CLARA: But who is he?
DOCTOR: He's me. There's only me here, that's the point. Now let's get back.
CLARA: But I never saw that one. I saw all of you. Eleven faces, all of them you. You're the eleventh Doctor.
DOCTOR: I said he was me. I never said he was the Doctor.
CLARA: I don't understand.
DOCTOR: Look, my name, my real name, that is not the point. The name I chose is the Doctor. The name you choose, it's like, it's like a promise you make. He's the one who broke the promise.
DOCTOR: Clara? Clara? Clara!
DOCTOR: He is my secret.
WARRIOR: What I did, I did without choice.
DOCTOR: I know.
WARRIOR: In the name of peace and sanity.
DOCTOR: But not in the name of the Doctor.

2. The Moment(The Day Of The Doctor)

The illustrious instances of interaction between the War Doctor and the dystopian harbinger of apocalyptic armageddon with a sentient conscious were manifold, and distributed throughout The Day Of The Doctor. The very premise of the practical construction of the theoretical conception of the device that had the sole purpose of obliterating a planet was formulated with the accompanying caveat that it would have the intelligent conscious to compose and articulate sanctimonious judgement upon any prospective operational user or abuser-And when it adopted the form of a significant figure that had emanated within the Doctor's future(in the manifestation of the mystical "Bad Wolf"), a dynamic shared between a man and a machine was created and served to work with more depth and versatility than merely sifting through the basically broad strokes of the fundamentals of such a relationship.
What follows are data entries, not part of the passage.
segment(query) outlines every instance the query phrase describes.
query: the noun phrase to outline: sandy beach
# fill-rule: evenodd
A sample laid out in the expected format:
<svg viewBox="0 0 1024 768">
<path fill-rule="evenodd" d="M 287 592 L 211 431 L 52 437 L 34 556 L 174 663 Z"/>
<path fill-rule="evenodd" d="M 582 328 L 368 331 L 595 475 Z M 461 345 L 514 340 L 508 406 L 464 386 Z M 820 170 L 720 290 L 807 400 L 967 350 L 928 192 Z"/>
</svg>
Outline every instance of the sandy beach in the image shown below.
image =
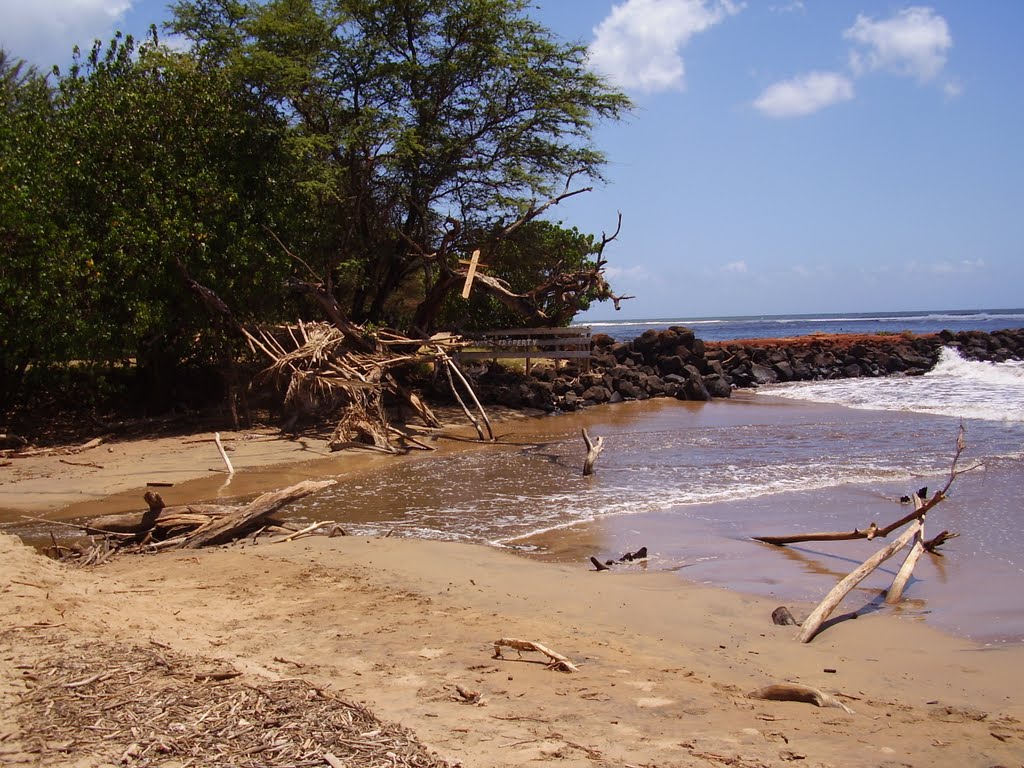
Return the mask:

From then on, a sundry of comedic moments transpired, as the confused encapsulation of the Doctor's confrontation with his own convoluted and complex inexperience with the eventuating events and the naivety of his unfamiliarity with his precipitous rush into the foreign territory of war was explored meticulously. In the introductory sequence alone, his reaction to the inquisition of the bomb swiftly developed into an irritated frustration commensurately with his pathological compulsion to justify his decision to exploit the device's design. But the culmination of the realisation that the Moment's exhibition of the men he would grow to be in the wake of what he was about to attempt, of the man who regrets and the man who forgets, was a poetic and profound clarity that he miraculously managed to reach, and the elation of that impulsion was exemplified in the jubilant exclamation he made:

"She didn't just show me any old future, she showed me exactly the future I needed to see. Oh, Bad Wolf girl, I could kiss you!"

1. "No Desire To Survive This"(The Day Of The Doctor)

By the stage in the tale whereupon the Doctor had made his tremendously glorious emergence into the Black Archive, the incarnation deeply embroiled in the conflict of the Time War had already experienced a veritable selection of successes and failures; Losing Cass just before he came into being, losing countless members of his own species, and capitulating to the concession that he would have to invoke the further loss of all who remained were tragedies that were barely allayed by the minor victories of absconding from the threatening incarceration at the hands of the Zygons and the destruction of the Dalek that abetted their arrival within the covert vault of UNIT's jurisdiction, if at all.


Even with the reassurance that the presence of Clara offered in addition to the genius solution he and his two other selves had devised pertaining to the tenuous situation on Earth were inadequate in granting him the security of mental tranquillity to prevent his feelings of remorse. Remorse that itself would be insufficient in discouraging him from exacting the impending atrocity he was reluctantly willing to commit. Clara approached him with a consoling tone, as she made a facade of casual conversation with the genuine intention of comforting him, while attempting to convince him that there was a solution to ending the Time War that wouldn't involve mass genocide:

CLARA: The Doctor, my, my Doctor, he's always talking about the day he did it. The day he wiped out the Time Lords to stop the war.
WARRIOR: One would.
CLARA: You wouldn't. Because you haven't done it yet. It's still in your future.
WARRIOR: You're very sure of yourself.
CLARA: He regrets it. I see it in his eyes every day. He'd do anything to change it.
WARRIOR: Including saving all these people. How many worlds has his regret saved, do you think? Look over there. Humans and Zygons working together in peace. How did you know?
CLARA: Your eyes. You're so much younger.
WARRIOR: Then, all things considered, it's time I grew up. I've seen all I needed. The moment has come.
WARRIOR: I'm ready.


His notifying address toward the Moment permitted it to transport him back to the barn of his childhood where he had initially taken the device to detonate it, and it then commended him for his noble sacrifice for the sake of the preservation of the rest of the universe-Despite the toll of his life:

MOMENT: You wanted a big red button. One big bang, no more Time Lords. No more Daleks. Are you sure?
WARRIOR: I was sure when I came in here. There is no other way.
MOMENT: You've seen the men you will become.
WARRIOR: Those men. Extraordinary.
MOMENT: They were you.
WARRIOR: No. They are the Doctor.
MOMENT: You're the Doctor, too.
WARRIOR: No. Great men are forged in fire. It is the privilege of lesser men to light the flame, whatever the cost.


The citations from the Tenth and Eleventh Doctors after they arrived to exact the disaster along with him could not have been more illustrative:

DOCTOR 10: What we do today is not out of fear or hatred. It is done because there is no other way.
DOCTOR: And it is done in the name of the many live we are failing to save.


The scene was already poignant for even the viewership of the uninitiated, but when contextualised by the conversation he had held hours earlier in the same location, the emotional gravitas was allocated its epitome through his exhibition of the hallmrk traits of traumatisation in the exhaustion of all alternative possibilities:

MOMENT: If I ever develop an ego, you've got the job.
WARRIOR: If you have been inside my head, then you know what I've seen. The suffering. Every moment in time and space is burning. It must end, and I intend to end it the only way I can.
MOMENT: And you're going to use me to end it by killing them all, Daleks and Time Lords alike. I could, but there will be consequences for you.
WARRIOR: I have no desire to survive this.
MOMENT: Then that's your punishment. If you do this, if you kill them all, then that's the consequence. You live. Gallifrey. You're going to burn it, and all those Daleks with it, but all those children too. How many children on Gallifrey right now?